Katonah is named for Chief Katonah, an American Indian from whom the land of Bedford was purchased by a group of English colonists. Founded with the name Whitlockville, the town changed its name, and later was moved to its present site in 1897, when its former site (Old Katonah) was flooded by the construction of the Cross River Reservoir. More than 50 buildings were moved from the old site to New Katonah, rolled on logs pulled by horses. The move was originally ordered to start in 1894, but litigation delayed the process by almost three years.
Eleven-year-old child named B. Robertson wrote the following to a children magazine on March 2nd, 1897:
“ The people of Katonah do not want to have it thought that New York city has made them move because they are careless about their drainage. It is because the city is going to make a new reservoir where the old village of Katonah now stands.
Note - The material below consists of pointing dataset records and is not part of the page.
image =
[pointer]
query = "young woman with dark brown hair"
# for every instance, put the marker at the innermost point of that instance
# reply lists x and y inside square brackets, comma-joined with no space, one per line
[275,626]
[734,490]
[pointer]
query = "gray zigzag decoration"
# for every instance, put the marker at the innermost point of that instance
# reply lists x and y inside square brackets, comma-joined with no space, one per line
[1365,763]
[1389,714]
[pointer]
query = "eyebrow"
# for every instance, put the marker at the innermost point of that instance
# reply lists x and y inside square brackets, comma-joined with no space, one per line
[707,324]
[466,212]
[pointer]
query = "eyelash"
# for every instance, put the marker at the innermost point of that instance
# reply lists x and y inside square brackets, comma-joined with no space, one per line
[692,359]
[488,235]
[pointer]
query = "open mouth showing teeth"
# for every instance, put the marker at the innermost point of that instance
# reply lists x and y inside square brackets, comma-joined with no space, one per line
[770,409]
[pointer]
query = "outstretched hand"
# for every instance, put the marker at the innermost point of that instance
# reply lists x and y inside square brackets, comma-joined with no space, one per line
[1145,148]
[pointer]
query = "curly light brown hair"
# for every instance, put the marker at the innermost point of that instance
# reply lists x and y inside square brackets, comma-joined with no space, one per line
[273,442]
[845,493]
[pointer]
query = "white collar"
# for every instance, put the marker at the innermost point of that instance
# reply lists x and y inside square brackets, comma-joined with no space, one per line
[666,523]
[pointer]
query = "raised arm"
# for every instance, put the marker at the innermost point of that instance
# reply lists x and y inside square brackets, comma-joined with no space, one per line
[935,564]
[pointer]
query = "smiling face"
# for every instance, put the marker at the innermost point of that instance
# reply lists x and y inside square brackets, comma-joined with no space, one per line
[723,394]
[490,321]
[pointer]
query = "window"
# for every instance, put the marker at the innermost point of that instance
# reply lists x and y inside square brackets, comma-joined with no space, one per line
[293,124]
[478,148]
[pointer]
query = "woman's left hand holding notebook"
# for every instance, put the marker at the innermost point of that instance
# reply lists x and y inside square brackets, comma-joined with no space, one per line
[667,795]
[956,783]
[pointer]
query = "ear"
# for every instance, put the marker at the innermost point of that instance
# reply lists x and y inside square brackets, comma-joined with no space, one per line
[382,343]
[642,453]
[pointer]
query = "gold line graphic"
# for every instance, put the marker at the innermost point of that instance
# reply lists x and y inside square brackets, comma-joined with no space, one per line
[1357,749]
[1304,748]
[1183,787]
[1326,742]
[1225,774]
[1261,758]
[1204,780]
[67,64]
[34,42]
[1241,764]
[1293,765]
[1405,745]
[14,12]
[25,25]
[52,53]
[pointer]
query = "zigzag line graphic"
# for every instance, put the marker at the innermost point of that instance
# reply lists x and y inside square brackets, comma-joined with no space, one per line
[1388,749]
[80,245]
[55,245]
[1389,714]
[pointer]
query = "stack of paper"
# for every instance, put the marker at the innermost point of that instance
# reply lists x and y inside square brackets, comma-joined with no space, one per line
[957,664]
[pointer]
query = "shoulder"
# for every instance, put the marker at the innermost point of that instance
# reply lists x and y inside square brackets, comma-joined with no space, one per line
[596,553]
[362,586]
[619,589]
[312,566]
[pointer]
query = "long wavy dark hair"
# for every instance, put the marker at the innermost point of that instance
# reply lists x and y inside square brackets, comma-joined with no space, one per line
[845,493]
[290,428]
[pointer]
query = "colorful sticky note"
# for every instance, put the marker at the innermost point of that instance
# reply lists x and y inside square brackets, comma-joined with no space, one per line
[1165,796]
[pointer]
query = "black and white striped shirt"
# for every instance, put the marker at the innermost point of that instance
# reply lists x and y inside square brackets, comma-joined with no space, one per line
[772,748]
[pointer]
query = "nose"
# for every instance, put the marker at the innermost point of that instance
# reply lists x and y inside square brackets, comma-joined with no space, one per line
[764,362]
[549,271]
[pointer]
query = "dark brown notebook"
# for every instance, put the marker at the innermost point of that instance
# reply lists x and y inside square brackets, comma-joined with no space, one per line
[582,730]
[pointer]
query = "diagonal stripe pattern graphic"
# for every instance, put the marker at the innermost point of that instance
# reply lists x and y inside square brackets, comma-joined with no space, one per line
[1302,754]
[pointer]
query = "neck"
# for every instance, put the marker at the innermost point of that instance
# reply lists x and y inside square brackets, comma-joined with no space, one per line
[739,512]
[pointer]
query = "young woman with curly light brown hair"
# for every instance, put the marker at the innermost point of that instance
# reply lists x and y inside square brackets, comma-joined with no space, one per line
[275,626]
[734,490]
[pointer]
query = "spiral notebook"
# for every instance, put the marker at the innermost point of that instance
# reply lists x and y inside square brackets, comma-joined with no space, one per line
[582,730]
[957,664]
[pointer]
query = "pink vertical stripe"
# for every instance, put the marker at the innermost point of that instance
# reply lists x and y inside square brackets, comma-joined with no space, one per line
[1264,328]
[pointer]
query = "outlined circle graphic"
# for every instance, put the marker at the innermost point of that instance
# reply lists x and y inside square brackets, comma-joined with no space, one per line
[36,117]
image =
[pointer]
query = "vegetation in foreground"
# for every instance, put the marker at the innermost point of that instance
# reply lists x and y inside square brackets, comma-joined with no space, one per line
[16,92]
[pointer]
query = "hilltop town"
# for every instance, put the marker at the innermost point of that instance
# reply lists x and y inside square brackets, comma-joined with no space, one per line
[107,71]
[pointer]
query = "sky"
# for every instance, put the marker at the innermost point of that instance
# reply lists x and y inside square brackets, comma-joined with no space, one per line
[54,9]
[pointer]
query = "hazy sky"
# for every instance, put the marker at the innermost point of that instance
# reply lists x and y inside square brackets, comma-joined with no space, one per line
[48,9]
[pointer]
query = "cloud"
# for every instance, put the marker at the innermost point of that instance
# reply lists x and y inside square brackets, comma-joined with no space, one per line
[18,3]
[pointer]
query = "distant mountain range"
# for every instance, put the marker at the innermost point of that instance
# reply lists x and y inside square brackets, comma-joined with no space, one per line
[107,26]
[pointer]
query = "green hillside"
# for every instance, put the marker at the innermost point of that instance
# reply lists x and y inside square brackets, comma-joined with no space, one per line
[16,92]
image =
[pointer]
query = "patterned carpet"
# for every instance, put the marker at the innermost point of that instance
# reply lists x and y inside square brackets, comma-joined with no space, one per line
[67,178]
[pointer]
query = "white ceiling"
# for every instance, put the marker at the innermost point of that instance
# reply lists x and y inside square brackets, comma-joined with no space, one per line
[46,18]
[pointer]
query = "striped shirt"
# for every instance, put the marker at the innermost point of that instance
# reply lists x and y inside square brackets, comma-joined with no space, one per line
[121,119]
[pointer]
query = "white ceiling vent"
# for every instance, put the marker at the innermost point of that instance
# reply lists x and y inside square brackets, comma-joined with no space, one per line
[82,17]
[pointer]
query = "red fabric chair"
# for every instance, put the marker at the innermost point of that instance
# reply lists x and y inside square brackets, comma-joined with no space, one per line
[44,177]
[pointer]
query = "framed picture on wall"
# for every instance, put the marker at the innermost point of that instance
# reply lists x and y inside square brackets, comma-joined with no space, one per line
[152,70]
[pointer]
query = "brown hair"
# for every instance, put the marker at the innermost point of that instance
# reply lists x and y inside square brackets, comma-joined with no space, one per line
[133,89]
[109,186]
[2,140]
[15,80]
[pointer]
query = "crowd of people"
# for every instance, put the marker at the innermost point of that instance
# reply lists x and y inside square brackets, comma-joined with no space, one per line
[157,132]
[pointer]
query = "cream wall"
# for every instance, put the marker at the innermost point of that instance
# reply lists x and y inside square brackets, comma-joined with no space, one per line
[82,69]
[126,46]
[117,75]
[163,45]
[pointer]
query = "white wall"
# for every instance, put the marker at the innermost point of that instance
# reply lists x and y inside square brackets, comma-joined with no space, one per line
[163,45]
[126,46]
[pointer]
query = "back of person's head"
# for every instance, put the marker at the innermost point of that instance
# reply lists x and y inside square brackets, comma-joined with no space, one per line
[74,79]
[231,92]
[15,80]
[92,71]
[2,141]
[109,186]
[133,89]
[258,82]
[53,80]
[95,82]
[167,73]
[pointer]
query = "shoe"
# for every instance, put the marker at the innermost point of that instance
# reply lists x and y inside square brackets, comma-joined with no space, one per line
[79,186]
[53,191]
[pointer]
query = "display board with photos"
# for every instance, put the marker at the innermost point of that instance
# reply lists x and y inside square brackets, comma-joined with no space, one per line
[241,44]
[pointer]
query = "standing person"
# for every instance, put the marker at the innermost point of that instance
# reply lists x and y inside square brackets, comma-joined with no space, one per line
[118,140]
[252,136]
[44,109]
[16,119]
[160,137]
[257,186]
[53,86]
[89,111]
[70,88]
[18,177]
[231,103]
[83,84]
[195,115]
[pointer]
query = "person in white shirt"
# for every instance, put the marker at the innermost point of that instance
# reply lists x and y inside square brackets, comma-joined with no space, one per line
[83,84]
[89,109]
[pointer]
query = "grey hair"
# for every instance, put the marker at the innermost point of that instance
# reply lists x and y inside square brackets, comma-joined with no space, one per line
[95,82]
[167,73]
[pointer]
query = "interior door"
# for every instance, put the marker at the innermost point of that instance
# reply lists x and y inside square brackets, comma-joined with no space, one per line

Katonah has three churches, a public library and reading-room, a village improvement association, and a graded school, and was proud of itself. ”
— 11-year-old B. Robertson, in a letter to a children magazine
Katonah was not the only village affected by New York City's growing demand for water. The villages of Kirbyville and New Castle Corners were also condemned by the city but were never moved.
During the American Revolution military battles or skirmishes did not take place in the area that is now the Village of Katonah. However, most local men joined the Continental side, with some joining the New York 4th Regiment of the Line and most joining the local Militia. Though the Bedford Township lay in what was called "Neutral Ground", supposedly not molested by military of either side, its inhabitants were preyed on by the lawless of both sides. Actually, this area suffered less from lawless depredations than other areas in the Neutral Ground, because of the proximity of the Croton River and the "Westchester Lines", a sparse string of outposts defended by units of the Continental Army.
The Katonah Village Historic District, and St. Luke's Episcopal Church are listed on the National Register of Historic Places. The John Jay Homestead and Stepping Stones, home of Bill and Lois Wilson, received the designation of National Historic Landmark.